The Gemma 4 family spans four model sizes designed to cover workloads from cloud-scale inference to edge deployment. The largest, a 31-billion-parameter dense model, has claimed the number three position among all open models on the Arena AI Text Leaderboard — a remarkable achievement given that it outperforms models up to 20 times its size. A 26-billion-parameter Mixture of Experts variant, ranked sixth on the same leaderboard, activates only 3.8 billion parameters during inference, delivering competitive performance at a fraction of the computational cost. Rounding out the lineup are the E4B and E2B edge models, purpose-built for mobile devices and IoT hardware.

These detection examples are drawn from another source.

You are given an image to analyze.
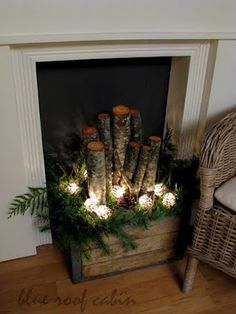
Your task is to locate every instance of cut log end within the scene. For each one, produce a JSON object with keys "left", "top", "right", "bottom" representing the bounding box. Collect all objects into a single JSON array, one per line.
[
  {"left": 82, "top": 126, "right": 97, "bottom": 135},
  {"left": 129, "top": 141, "right": 142, "bottom": 149},
  {"left": 130, "top": 108, "right": 140, "bottom": 116},
  {"left": 143, "top": 145, "right": 151, "bottom": 152},
  {"left": 149, "top": 135, "right": 161, "bottom": 142},
  {"left": 98, "top": 112, "right": 110, "bottom": 120},
  {"left": 112, "top": 105, "right": 130, "bottom": 116},
  {"left": 87, "top": 141, "right": 104, "bottom": 151}
]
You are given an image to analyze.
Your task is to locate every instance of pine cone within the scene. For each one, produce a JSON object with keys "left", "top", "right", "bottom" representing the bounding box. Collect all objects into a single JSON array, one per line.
[{"left": 118, "top": 192, "right": 136, "bottom": 209}]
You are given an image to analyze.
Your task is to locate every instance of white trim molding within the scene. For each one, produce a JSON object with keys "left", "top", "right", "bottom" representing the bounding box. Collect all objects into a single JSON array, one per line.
[
  {"left": 11, "top": 41, "right": 210, "bottom": 245},
  {"left": 0, "top": 31, "right": 236, "bottom": 45}
]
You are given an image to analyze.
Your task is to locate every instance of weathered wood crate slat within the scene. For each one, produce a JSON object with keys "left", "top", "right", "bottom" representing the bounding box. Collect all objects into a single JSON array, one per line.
[{"left": 71, "top": 217, "right": 180, "bottom": 282}]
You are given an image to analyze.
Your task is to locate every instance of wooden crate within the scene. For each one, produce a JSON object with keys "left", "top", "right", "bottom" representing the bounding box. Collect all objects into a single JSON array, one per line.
[{"left": 70, "top": 217, "right": 180, "bottom": 283}]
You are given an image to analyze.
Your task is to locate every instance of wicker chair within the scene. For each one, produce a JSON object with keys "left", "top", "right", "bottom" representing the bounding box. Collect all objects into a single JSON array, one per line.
[{"left": 183, "top": 112, "right": 236, "bottom": 293}]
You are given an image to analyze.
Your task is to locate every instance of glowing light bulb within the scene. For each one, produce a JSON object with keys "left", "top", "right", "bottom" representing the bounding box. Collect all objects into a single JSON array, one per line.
[
  {"left": 93, "top": 205, "right": 112, "bottom": 219},
  {"left": 112, "top": 185, "right": 125, "bottom": 198},
  {"left": 162, "top": 192, "right": 176, "bottom": 208},
  {"left": 138, "top": 194, "right": 153, "bottom": 208},
  {"left": 67, "top": 182, "right": 79, "bottom": 194},
  {"left": 154, "top": 183, "right": 166, "bottom": 197},
  {"left": 84, "top": 198, "right": 97, "bottom": 212}
]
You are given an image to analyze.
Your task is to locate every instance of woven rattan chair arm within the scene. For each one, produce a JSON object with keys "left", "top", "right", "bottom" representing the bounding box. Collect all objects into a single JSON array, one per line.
[{"left": 199, "top": 167, "right": 217, "bottom": 210}]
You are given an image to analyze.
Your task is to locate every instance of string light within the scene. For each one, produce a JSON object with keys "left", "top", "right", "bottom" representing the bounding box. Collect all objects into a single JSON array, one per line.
[
  {"left": 162, "top": 192, "right": 176, "bottom": 208},
  {"left": 67, "top": 182, "right": 79, "bottom": 194},
  {"left": 94, "top": 205, "right": 112, "bottom": 219},
  {"left": 84, "top": 198, "right": 97, "bottom": 212},
  {"left": 154, "top": 183, "right": 166, "bottom": 197},
  {"left": 138, "top": 194, "right": 153, "bottom": 208},
  {"left": 112, "top": 185, "right": 125, "bottom": 198}
]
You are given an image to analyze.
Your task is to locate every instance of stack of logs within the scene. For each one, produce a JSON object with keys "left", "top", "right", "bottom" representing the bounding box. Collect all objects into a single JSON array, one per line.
[{"left": 82, "top": 105, "right": 161, "bottom": 205}]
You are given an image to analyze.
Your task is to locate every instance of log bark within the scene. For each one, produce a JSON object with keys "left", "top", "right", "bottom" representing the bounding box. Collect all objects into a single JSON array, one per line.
[
  {"left": 87, "top": 141, "right": 106, "bottom": 205},
  {"left": 141, "top": 136, "right": 161, "bottom": 194},
  {"left": 133, "top": 145, "right": 151, "bottom": 196},
  {"left": 114, "top": 150, "right": 134, "bottom": 194},
  {"left": 98, "top": 113, "right": 113, "bottom": 194},
  {"left": 121, "top": 141, "right": 141, "bottom": 185},
  {"left": 112, "top": 105, "right": 130, "bottom": 184},
  {"left": 130, "top": 108, "right": 143, "bottom": 143},
  {"left": 82, "top": 127, "right": 99, "bottom": 152}
]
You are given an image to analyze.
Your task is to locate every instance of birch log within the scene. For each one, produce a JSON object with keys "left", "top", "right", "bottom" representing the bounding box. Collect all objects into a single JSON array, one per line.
[
  {"left": 130, "top": 108, "right": 143, "bottom": 143},
  {"left": 98, "top": 113, "right": 112, "bottom": 194},
  {"left": 133, "top": 145, "right": 151, "bottom": 196},
  {"left": 82, "top": 127, "right": 99, "bottom": 151},
  {"left": 121, "top": 141, "right": 141, "bottom": 185},
  {"left": 112, "top": 105, "right": 130, "bottom": 184},
  {"left": 87, "top": 141, "right": 106, "bottom": 205},
  {"left": 141, "top": 136, "right": 161, "bottom": 194}
]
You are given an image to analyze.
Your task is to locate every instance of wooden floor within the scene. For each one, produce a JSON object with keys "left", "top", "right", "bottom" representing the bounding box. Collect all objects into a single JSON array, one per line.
[{"left": 0, "top": 245, "right": 236, "bottom": 314}]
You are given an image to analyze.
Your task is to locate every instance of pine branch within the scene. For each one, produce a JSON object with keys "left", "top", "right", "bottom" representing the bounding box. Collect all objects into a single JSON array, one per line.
[{"left": 8, "top": 187, "right": 47, "bottom": 218}]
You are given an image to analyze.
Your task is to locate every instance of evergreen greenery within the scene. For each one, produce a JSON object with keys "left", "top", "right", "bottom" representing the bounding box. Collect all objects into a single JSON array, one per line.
[{"left": 9, "top": 130, "right": 198, "bottom": 258}]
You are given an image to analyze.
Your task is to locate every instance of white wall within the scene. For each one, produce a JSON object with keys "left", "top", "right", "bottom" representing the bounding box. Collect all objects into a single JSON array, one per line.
[
  {"left": 0, "top": 0, "right": 236, "bottom": 43},
  {"left": 0, "top": 47, "right": 35, "bottom": 261},
  {"left": 208, "top": 40, "right": 236, "bottom": 126}
]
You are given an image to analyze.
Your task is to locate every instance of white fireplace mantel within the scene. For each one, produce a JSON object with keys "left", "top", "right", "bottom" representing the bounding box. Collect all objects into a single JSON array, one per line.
[{"left": 11, "top": 41, "right": 210, "bottom": 250}]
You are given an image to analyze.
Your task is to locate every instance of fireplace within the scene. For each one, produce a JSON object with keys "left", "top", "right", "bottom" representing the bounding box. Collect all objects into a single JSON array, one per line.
[
  {"left": 12, "top": 41, "right": 209, "bottom": 245},
  {"left": 36, "top": 57, "right": 171, "bottom": 161}
]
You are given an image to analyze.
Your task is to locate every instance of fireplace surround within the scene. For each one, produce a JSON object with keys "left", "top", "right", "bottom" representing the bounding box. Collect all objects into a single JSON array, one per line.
[{"left": 11, "top": 41, "right": 210, "bottom": 246}]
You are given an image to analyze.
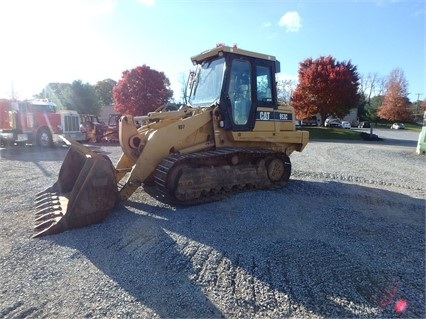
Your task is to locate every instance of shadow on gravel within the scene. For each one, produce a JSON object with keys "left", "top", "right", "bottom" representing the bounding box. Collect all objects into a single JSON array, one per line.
[{"left": 46, "top": 180, "right": 425, "bottom": 318}]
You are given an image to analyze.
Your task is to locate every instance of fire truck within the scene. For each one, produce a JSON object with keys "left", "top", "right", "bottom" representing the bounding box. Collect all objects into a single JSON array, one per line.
[{"left": 0, "top": 99, "right": 85, "bottom": 147}]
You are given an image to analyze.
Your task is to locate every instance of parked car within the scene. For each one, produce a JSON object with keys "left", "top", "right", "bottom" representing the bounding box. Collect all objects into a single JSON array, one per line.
[
  {"left": 342, "top": 121, "right": 351, "bottom": 129},
  {"left": 358, "top": 121, "right": 370, "bottom": 128},
  {"left": 391, "top": 123, "right": 405, "bottom": 130},
  {"left": 324, "top": 118, "right": 342, "bottom": 127}
]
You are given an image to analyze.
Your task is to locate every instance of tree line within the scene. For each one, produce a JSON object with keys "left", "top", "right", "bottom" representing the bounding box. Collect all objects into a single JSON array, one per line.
[{"left": 35, "top": 56, "right": 426, "bottom": 122}]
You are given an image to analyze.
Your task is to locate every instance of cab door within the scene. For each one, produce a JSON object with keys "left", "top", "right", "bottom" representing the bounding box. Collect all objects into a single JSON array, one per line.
[{"left": 226, "top": 58, "right": 255, "bottom": 131}]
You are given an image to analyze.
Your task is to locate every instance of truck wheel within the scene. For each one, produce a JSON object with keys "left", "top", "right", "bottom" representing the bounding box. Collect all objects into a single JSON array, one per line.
[{"left": 37, "top": 128, "right": 53, "bottom": 147}]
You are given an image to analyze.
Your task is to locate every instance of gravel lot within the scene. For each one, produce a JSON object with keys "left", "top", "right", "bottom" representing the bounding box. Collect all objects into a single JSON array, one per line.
[{"left": 0, "top": 134, "right": 426, "bottom": 318}]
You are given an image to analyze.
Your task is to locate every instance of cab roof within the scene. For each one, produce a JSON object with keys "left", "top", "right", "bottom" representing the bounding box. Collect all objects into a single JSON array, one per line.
[{"left": 191, "top": 46, "right": 276, "bottom": 64}]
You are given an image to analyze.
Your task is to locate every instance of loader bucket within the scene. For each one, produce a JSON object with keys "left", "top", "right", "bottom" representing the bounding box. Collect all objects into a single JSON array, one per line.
[{"left": 33, "top": 138, "right": 117, "bottom": 237}]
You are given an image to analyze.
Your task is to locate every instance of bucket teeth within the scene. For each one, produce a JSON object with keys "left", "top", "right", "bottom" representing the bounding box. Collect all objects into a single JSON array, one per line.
[
  {"left": 35, "top": 211, "right": 64, "bottom": 222},
  {"left": 33, "top": 141, "right": 118, "bottom": 237},
  {"left": 33, "top": 218, "right": 65, "bottom": 238},
  {"left": 36, "top": 199, "right": 60, "bottom": 214}
]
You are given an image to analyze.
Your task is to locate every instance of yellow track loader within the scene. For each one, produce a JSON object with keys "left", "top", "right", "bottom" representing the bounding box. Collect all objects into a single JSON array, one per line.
[{"left": 34, "top": 46, "right": 309, "bottom": 237}]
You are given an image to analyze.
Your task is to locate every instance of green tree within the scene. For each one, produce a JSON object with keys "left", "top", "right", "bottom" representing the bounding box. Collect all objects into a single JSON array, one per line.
[
  {"left": 71, "top": 80, "right": 100, "bottom": 115},
  {"left": 291, "top": 56, "right": 359, "bottom": 121},
  {"left": 365, "top": 95, "right": 383, "bottom": 123},
  {"left": 40, "top": 80, "right": 100, "bottom": 115},
  {"left": 94, "top": 79, "right": 117, "bottom": 106},
  {"left": 377, "top": 69, "right": 412, "bottom": 121},
  {"left": 113, "top": 65, "right": 173, "bottom": 115}
]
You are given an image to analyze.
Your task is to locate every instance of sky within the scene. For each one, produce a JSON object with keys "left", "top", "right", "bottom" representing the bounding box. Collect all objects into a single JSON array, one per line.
[{"left": 0, "top": 0, "right": 426, "bottom": 102}]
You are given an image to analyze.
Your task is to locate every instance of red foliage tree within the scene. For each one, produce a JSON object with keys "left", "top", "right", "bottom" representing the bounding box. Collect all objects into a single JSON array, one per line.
[
  {"left": 113, "top": 64, "right": 173, "bottom": 115},
  {"left": 377, "top": 69, "right": 411, "bottom": 121},
  {"left": 291, "top": 56, "right": 359, "bottom": 121}
]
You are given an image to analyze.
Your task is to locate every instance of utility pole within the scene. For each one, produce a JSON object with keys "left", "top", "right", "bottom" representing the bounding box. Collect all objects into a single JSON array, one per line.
[{"left": 416, "top": 93, "right": 423, "bottom": 119}]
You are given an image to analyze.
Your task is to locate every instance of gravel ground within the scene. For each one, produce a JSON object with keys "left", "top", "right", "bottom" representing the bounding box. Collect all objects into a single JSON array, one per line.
[{"left": 0, "top": 136, "right": 426, "bottom": 318}]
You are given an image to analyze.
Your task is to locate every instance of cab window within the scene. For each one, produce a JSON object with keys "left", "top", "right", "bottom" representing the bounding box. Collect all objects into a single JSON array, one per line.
[
  {"left": 228, "top": 60, "right": 251, "bottom": 125},
  {"left": 256, "top": 65, "right": 273, "bottom": 105}
]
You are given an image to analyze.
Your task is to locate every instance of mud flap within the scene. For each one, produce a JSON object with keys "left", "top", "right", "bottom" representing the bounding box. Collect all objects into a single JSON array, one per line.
[{"left": 33, "top": 138, "right": 117, "bottom": 237}]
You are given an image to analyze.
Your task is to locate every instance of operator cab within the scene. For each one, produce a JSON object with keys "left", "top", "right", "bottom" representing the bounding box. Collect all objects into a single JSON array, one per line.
[{"left": 188, "top": 46, "right": 280, "bottom": 131}]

The technical ambitions of Gemma 4 extend well beyond raw language modeling. The models are natively multimodal and designed for agentic workflows, capable of processing text, images, video, and — in the smaller edge variants — audio. Language coverage spans more than 140 languages, and the larger models support a 256,000-token context window, with the edge models handling up to 128,000 tokens. These specifications position Gemma 4 as a versatile foundation for developers building applications that require long-context reasoning and multi-format understanding.

Perhaps the most striking numbers come from the edge models. The E2B variant runs in less than 1.5 gigabytes of memory on supported devices, processing 4,000 input tokens across two distinct capabilities in under three seconds. On a Raspberry Pi 5 — an $80 single-board computer — the model achieves 133 tokens per second during prefill and 7.6 tokens per second during decoding. These benchmarks underscore Google's push to make capable AI models practical on consumer and embedded hardware, not just data center GPUs.

Availability is broad and immediate. The models can be downloaded from Hugging Face, Kaggle, and Ollama, or accessed through Google AI Studio and AI Edge Gallery. NVIDIA has announced targeted optimizations for running Gemma 4 on its RTX consumer GPUs, and the models support 2-bit and 4-bit quantization for further memory savings. Platform support covers Android, iOS, Windows, Linux, macOS, browser-based deployment via WebGPU, and embedded devices including Raspberry Pi 5 boards and Qualcomm IQ8 NPU chips.

The licensing shift to Apache 2.0 may prove to be the most consequential element of the release. Previous Gemma models shipped under a proprietary Google license that imposed restrictions on usage and redistribution, limiting adoption among enterprises and researchers wary of vendor lock-in. Apache 2.0 removes those barriers entirely, allowing unrestricted commercial use, modification, and redistribution — putting Gemma 4 on equal legal footing with truly open-source projects and distinguishing it from Meta's Llama models, which carry their own custom license terms.

The timing of the release is no coincidence. Google faces intensifying competition in the open model space from both Western and Chinese rivals. Meta's Llama 4 continues to command significant developer mindshare, while Alibaba's Qwen 3.6 has gained traction particularly in multilingual and Asian-market deployments. By combining strong benchmark performance, genuine permissive licensing, and an unusually wide hardware compatibility matrix, Google appears to be betting that developer trust and ecosystem breadth will prove more valuable than maintaining proprietary control over its model weights.

For the broader AI ecosystem, Gemma 4's arrival signals that the competition among tech giants is increasingly being fought on the open frontier. As the performance gap between open and proprietary models continues to narrow, the terms under which models are released — licensing, hardware requirements, and deployment flexibility — are becoming as important as the benchmarks themselves. Google's decision to embrace Apache 2.0 suggests the company believes the next phase of AI adoption will be won not by those who build the best models behind closed doors, but by those who put the most capable tools directly into developers' hands.